Google has announced that it is adding new AI capabilities right inside the Gmail mobile app, as well as bringing the power of Gemini to its Workspace apps, including Gmail, Drive, Slides, Docs, and more, with an AI-powered sidebar.
Google is introducing a new Gemini model called 1.5 Flash, which it says is optimised for high-volume, high-frequency tasks at scale and is more cost-efficient in nature. It also supports large context windows, which allow a model to process and understand extremely long documents, books, scripts, or codebases that would otherwise need to be processed separately. Meanwhile, Gemini Nano, a smaller version of Google’s Gemini AI model for “on-device AI” currently equipped with some Android phones, will expand beyond text inputs to include sight, sound, and spoken language.

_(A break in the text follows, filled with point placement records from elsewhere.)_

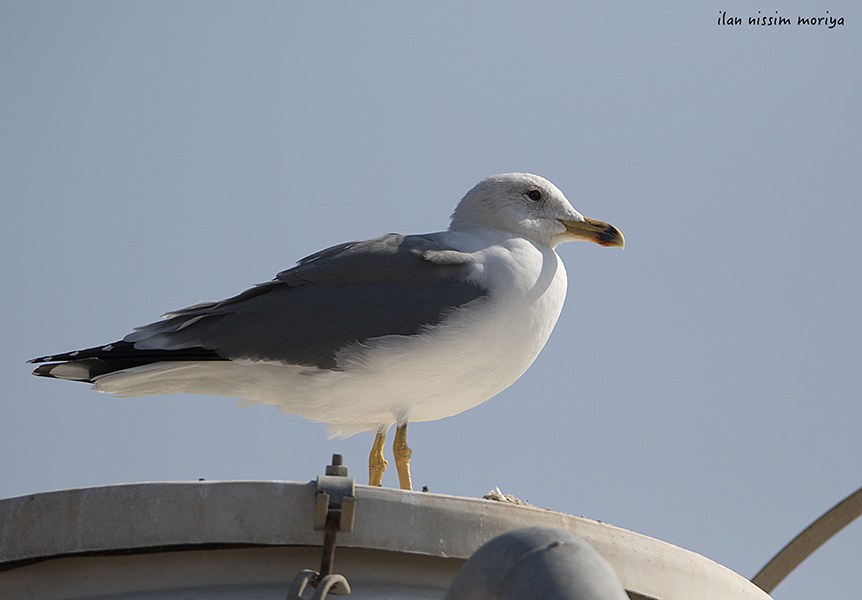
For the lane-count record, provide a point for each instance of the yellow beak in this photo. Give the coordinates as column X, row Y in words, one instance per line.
column 595, row 231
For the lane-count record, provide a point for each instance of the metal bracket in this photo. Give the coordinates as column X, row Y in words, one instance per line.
column 337, row 584
column 335, row 511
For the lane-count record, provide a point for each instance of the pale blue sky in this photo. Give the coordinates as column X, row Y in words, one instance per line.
column 702, row 386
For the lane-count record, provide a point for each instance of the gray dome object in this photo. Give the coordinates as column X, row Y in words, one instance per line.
column 536, row 563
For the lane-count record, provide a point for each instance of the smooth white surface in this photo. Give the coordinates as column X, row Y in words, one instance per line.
column 186, row 515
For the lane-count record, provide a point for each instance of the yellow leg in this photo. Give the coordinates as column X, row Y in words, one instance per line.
column 376, row 462
column 402, row 457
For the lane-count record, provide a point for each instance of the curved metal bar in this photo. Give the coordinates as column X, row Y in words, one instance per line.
column 806, row 543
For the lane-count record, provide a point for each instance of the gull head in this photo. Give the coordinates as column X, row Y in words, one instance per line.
column 532, row 207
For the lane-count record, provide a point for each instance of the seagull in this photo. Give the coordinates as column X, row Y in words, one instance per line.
column 367, row 334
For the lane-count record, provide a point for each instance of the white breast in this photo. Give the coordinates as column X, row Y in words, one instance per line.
column 474, row 354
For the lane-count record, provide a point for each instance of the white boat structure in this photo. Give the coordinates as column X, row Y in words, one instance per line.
column 251, row 540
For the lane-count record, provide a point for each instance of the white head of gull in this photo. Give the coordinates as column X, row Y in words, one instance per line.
column 372, row 333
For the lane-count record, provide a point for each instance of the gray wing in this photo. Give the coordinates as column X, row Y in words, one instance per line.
column 351, row 293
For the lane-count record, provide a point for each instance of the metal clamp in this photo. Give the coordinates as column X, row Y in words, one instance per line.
column 337, row 584
column 335, row 511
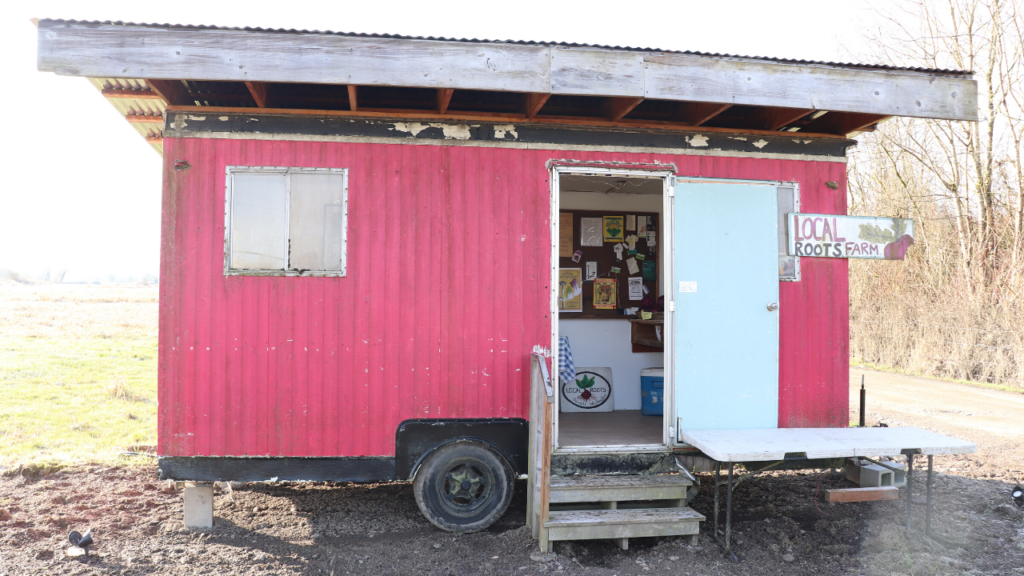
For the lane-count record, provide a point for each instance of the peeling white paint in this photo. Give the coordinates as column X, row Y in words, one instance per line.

In the two-hour presentation that was almost entirely centered on AI, Google spent the least amount of time on Android 15 on stage. The newest version of Android is in beta now and is expected in the fall. But the company’s focus was on three breakthroughs coming to Android this year: better searching on your Android, Gemini becoming your AI assistant, and on-device AI unlocking new experiences. The non-presence of Android on stage shows Google’s priorities have changed, even though the dominant mobile operating system still has a giant role to play in bringing Google’s services and offerings to billions of people every day.
The strategy adopted by the internet giant is to make investors and developers more confident about Google’s play in the digital universe not just in the past but in the future as well. However, the rise of OpenAI, the developer behind ChatGPT, backed by Microsoft, is coming to eat into Google’s dominance. The Sam Altman-run company recently debuted a new model, GPT-4o, which it claims is “much faster,” with improved capabilities in text, video, and audio. OpenAI also said it eventually plans to allow users to video chat with ChatGPT. OpenAI chose to announce the new GPT-4o model ahead of Google’s developer conference, making trade pundits more confident about the tech startup’s ability to compete with a behemoth like Google in the AI arms race and create more such hit products similar to ChatGPT. In fact, many believe OpenAI is gearing up to add a search function in ChatGPT, which would make the rival AI chatbot in direct competition with Google Search.
At its I/O conference, Google showed how generative AI is ready to make meaningful improvements for users in areas that matter to them, from search to Gmail to videos, spanning every sector from creatives to business. It will try to highlight its research emphasis on technologies that may not be ready yet but could have a huge impact with the right use cases.